Re: [Regression?] 1ea0ce4069 ("selinux: allow changing labels for cgroupfs") stops Android from booting

From: Paul Moore
Date: Tue Feb 28 2017 - 12:24:07 EST


On Tue, Feb 28, 2017 at 10:29 AM, Stephen Smalley <sds@xxxxxxxxxxxxx> wrote:
> On Mon, 2017-02-27 at 19:18 -0500, Paul Moore wrote:
>> On Mon, Feb 27, 2017 at 4:23 PM, Stephen Smalley <sds@xxxxxxxxxxxxx>
>> wrote:
>> >
>> > On Mon, 2017-02-27 at 12:48 -0800, Nick Kralevich wrote:
>> > >
>> > > On Mon, Feb 27, 2017 at 11:53 AM, Stephen Smalley <sds@xxxxxxxxxx
>> > > gov>
>> > > wrote:
>> > > >
>> > > >
>> > > > >
>> > > > >
>> > > > > I can reproduce it on angler (with a back-port of just that
>> > > > > patch),
>> > > > > although I am unclear on the cause. The patch is only
>> > > > > supposed
>> > > > > to
>> > > > > enable explicit setting of security labels by userspace on
>> > > > > cgroup
>> > > > > files, so it isn't supposed to cause any breakage under
>> > > > > existing
>> > > > > policy. Prior to the patch, the kernel would always just
>> > > > > return
>> > > > > -1
>> > > > > with errno EOPNOTSUPP upon attempts to set security labels on
>> > > > > cgroup
>> > > > > files; with the patch, the kernel may instead return -1 with
>> > > > > errno
>> > > > > EACCES if not allowed. So I suppose if userspace was
>> > > > > explicitly
>> > > > > testing for EOPNOTSUPP and not failing hard in that case, it
>> > > > > might
>> > > > > cause breakage. Not sure why existing userspace would be
>> > > > > trying
>> > > > > to
>> > > > > relabel cgroup files, unless it is just a recursive
>> > > > > restorecon
>> > > > > that
>> > > > > happens to traverse into a cgroup mount (and in that case,
>> > > > > not
>> > > > > sure
>> > > > > why
>> > > > > it would be fatal). Other possible interaction would be use
>> > > > > of
>> > > > > setfscreatecon() prior to creating a file in cgroup.
>> > > >
>> > > > Oh, I see - it is the latter.
>> > > >
>> > > > For example, init.rc does mkdir /dev/cpuctl/bg_non_interactive,
>> > > > which
>> > > > internally looks up the context for that directory from
>> > > > file_contexts
>> > > > and does a setfscreatecon() followed by a mkdir().
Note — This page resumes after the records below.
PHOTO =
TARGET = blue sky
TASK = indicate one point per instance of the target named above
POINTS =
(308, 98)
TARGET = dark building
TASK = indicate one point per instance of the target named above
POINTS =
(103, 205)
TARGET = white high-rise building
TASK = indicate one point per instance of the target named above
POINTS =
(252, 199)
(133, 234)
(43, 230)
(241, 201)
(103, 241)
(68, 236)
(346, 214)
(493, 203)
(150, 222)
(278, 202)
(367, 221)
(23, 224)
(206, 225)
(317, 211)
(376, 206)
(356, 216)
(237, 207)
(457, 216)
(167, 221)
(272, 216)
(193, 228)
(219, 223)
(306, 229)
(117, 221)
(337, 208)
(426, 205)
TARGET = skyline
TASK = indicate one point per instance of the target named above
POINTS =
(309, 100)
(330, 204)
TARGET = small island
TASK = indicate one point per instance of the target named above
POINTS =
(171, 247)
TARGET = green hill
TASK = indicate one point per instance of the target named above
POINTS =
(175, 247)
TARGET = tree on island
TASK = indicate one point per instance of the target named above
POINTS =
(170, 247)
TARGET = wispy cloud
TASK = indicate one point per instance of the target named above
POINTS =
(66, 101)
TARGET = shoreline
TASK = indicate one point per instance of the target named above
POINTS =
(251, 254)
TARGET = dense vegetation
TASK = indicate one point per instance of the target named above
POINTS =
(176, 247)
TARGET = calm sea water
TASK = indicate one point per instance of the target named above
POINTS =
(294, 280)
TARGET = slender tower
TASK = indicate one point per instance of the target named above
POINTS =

Previously,
>> > > > that
>> > > > was ignored because cgroup did not support anything other than
>> > > > the
>> > > > policy-defined label. But now it will try to use that label,
>> > > > which
>> > > > in
>> > > > turn will trigger a denial in enforcing mode and the create
>> > > > will
>> > > > fail.
>> > > >
>> > > > So this is an incompatible change and needs to be reverted.
>> > > > We'll need to wrap it up with a policy capability or something
>> > > > to
>> > > > allow
>> > > > it to be enabled only if the policy correctly supports
>> > > > it. Even
>> > > > better, we should instead just allow the policy to specify
>> > > > which
>> > > > filesystems should support this behavior (already on the issues
>> > > > list).
>> > > >
>> > >
>> > > If Android is the only system affected by this bug, I would
>> > > prefer to
>> > > just fix Android to allow for this patch, rather than having
>> > > additional kernel complexity.
>> >
>> > Well, it does break userspace (even if it happens to only affect
>> > Android, which isn't clear, e.g. possibly a distribution would
>> > likewise
>> > suffer breakage under a tighter policy), and we already have a
>> > long-
>> > standing open issue to replace the current set of whitelisted
>> > filesystem types with something configuration-driven. So I'm ok
>> > with
>> > reverting it and requiring it to be done in a more general
>> > way. The
>> > latter is something we want regardless.
>>
>> This went up to Linus during the current merge window via the
>> stable-4.11 branch and I know the container guys really want this so
>> I'd prefer to fix this up in 4.11 with a policy capability if
>> possible
>> (and I believe it should be). I agree with Stephen that we need a
>> better long term solution, but I think a policy capability should
>> work
>> in the short term.
>>
>> Who wants to send me a patch? ;)
>
> So, there are a couple of caveats with doing that:
>
> 1) It still requires the container folks to update their kernel,
> libsepol, and policy in order to make use of the new policy capability.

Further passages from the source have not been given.